Employers still have the winter blues.
Forecasts predict mediocre hiring in February, that probably would have been stronger if snow storms hadn't put a damper on the U.S. economy.
The government is scheduled to release its monthly jobs report Friday, and economists surveyed by CNNMoney expect it will show the unemployment rate remained at 6.6%, as the U.S. economy added 150,000 jobs last month.
While that would be a slight improvement from January, it's still nothing to write home about. In the 12 months leading up to the winter, the economy had been adding an average of 205,000 jobs each month. But then the job market hit a rough patch, which economists mostly blame on severe winter weather.
Without winter storms, the forecast for February would have predicted a gain of about 193,000 jobs. And it already appears that the weather had an impact on the job market last month. Payroll processor ADP announced Wednesday that the number of private sector jobs added in February was below forecasts.
"Extreme winter weather may very well have had an impact on hiring in February and should we get yet another weak jobs report, it will become the excuse du jour for the consistently lackluster recovery in the U.S. labor market," said Sean Snaith, director of the Institute for Economic Competitiveness at the University of Central Florida.
Ice and snow storms pummeled the Midwest and eastern parts of the country throughout February. Blizzards can slow the economy and postpone hiring as offices close, flights are canceled, businesses lose power, construction and other outdoor work are put on hold, and consumers stay indoors instead of shopping or eating out.
Other recent data show new home construction, retail sales and auto sales all suffered setbacks recently, which industry experts attribute mostly to the colder-than-usual temperatures.
If weather truly is the culprit, then the latest bout of weak data should prove temporary, and the economy will likely pick up in the spring.
Lawrence Yun, chief economist for the National Association of Realtors, believes construction jobs in particular could be poised for stronger growth once the snow and ice thaw.

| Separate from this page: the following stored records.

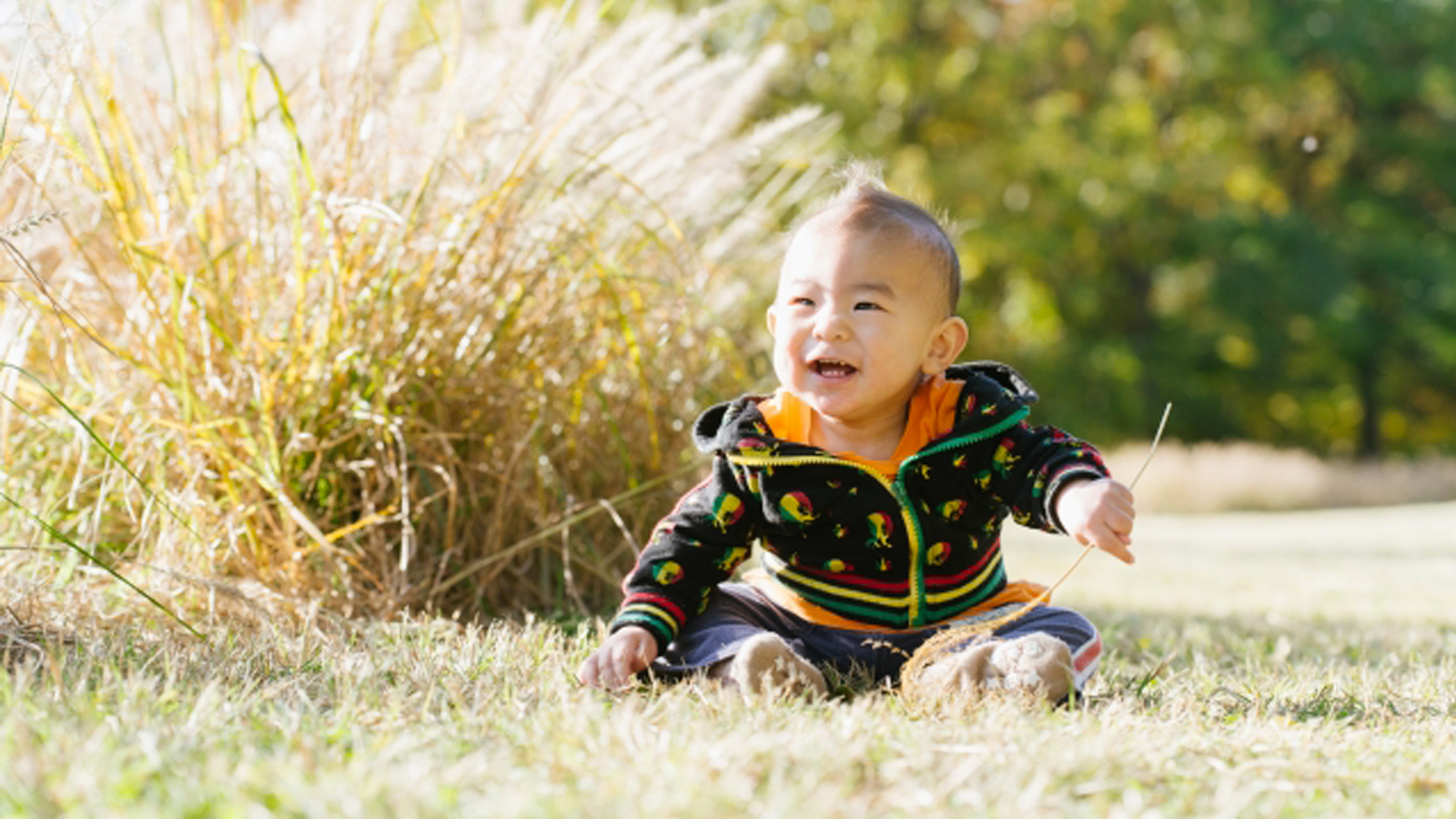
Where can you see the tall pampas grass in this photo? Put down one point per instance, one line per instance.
(397, 305)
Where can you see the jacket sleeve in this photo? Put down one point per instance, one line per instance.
(692, 550)
(1030, 465)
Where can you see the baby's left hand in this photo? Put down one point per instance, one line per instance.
(1098, 513)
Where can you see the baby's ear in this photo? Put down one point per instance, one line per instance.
(945, 346)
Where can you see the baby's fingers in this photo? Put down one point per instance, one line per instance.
(1111, 542)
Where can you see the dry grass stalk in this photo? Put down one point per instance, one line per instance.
(376, 312)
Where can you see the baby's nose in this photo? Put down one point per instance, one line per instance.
(830, 325)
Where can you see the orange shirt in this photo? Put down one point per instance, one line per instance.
(932, 414)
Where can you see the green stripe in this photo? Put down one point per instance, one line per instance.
(972, 438)
(917, 570)
(924, 611)
(642, 618)
(841, 606)
(986, 591)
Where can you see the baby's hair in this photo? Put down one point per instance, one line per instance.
(866, 205)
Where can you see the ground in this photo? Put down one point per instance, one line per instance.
(1259, 665)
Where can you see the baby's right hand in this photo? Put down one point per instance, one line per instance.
(619, 658)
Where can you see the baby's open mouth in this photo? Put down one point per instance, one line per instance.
(832, 368)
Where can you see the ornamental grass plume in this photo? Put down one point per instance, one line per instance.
(397, 305)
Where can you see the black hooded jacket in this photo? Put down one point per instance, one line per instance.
(903, 552)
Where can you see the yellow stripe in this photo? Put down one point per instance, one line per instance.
(970, 584)
(905, 518)
(774, 564)
(650, 608)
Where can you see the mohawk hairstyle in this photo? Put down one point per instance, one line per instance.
(864, 203)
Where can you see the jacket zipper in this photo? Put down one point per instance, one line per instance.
(897, 490)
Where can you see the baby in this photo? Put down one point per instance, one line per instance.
(875, 481)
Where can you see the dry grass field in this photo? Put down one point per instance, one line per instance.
(1259, 665)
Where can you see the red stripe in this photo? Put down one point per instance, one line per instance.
(858, 581)
(887, 586)
(966, 574)
(662, 602)
(1088, 654)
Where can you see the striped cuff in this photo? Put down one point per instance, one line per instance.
(1059, 481)
(654, 615)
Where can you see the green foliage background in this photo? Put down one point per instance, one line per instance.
(1247, 208)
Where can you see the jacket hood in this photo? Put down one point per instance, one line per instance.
(725, 426)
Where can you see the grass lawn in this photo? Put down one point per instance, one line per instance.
(1259, 665)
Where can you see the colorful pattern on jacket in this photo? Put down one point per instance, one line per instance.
(897, 552)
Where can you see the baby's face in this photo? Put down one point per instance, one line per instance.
(855, 322)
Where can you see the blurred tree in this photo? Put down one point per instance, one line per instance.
(1249, 208)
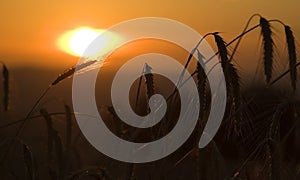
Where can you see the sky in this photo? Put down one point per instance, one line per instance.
(29, 29)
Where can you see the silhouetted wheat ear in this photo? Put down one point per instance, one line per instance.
(232, 82)
(5, 74)
(149, 80)
(68, 127)
(71, 72)
(268, 45)
(290, 40)
(201, 83)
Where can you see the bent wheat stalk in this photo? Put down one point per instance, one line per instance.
(59, 79)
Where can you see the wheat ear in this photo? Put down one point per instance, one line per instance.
(268, 46)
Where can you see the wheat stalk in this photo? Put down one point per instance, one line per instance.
(232, 81)
(268, 47)
(71, 71)
(290, 40)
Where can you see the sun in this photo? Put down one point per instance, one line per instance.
(76, 41)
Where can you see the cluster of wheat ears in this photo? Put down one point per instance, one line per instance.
(235, 119)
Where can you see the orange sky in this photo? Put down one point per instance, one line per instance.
(29, 29)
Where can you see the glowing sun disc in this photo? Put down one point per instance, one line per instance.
(76, 41)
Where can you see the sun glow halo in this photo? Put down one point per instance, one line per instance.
(76, 41)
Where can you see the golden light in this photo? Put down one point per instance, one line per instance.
(76, 41)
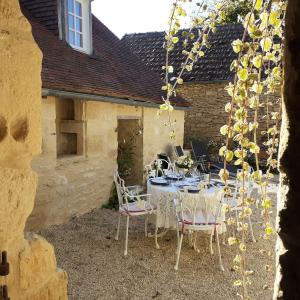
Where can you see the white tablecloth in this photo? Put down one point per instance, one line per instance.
(163, 196)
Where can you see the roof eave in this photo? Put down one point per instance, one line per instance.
(101, 98)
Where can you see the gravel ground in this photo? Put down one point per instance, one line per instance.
(86, 249)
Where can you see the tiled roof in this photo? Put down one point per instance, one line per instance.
(214, 66)
(44, 11)
(111, 70)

He points to data showing new home construction has grown 50% over the last two years, yet residential construction jobs have risen only 8% -- a trend he says implies that "hiring activity in the home construction sector could burst out soon."
Construction was the single hardest hit industry in the recession, accounting for about a quarter of all the jobs lost. As of January, construction workers still had a 12.3% unemployment rate.
Economic data that's skewed by weather can complicate the Federal Reserve's job, by making it difficult for central bakers to get a clear read on the underlying health of the economy.
Last week, Federal Reserve Chair Janet Yellen told a congressional committee she blames much of the recent weakness on the weather. The Fed is currently in the process of winding down its bond-buying program, and unless the economic picture changes dramatically, it will stick to that plan, Yellen said.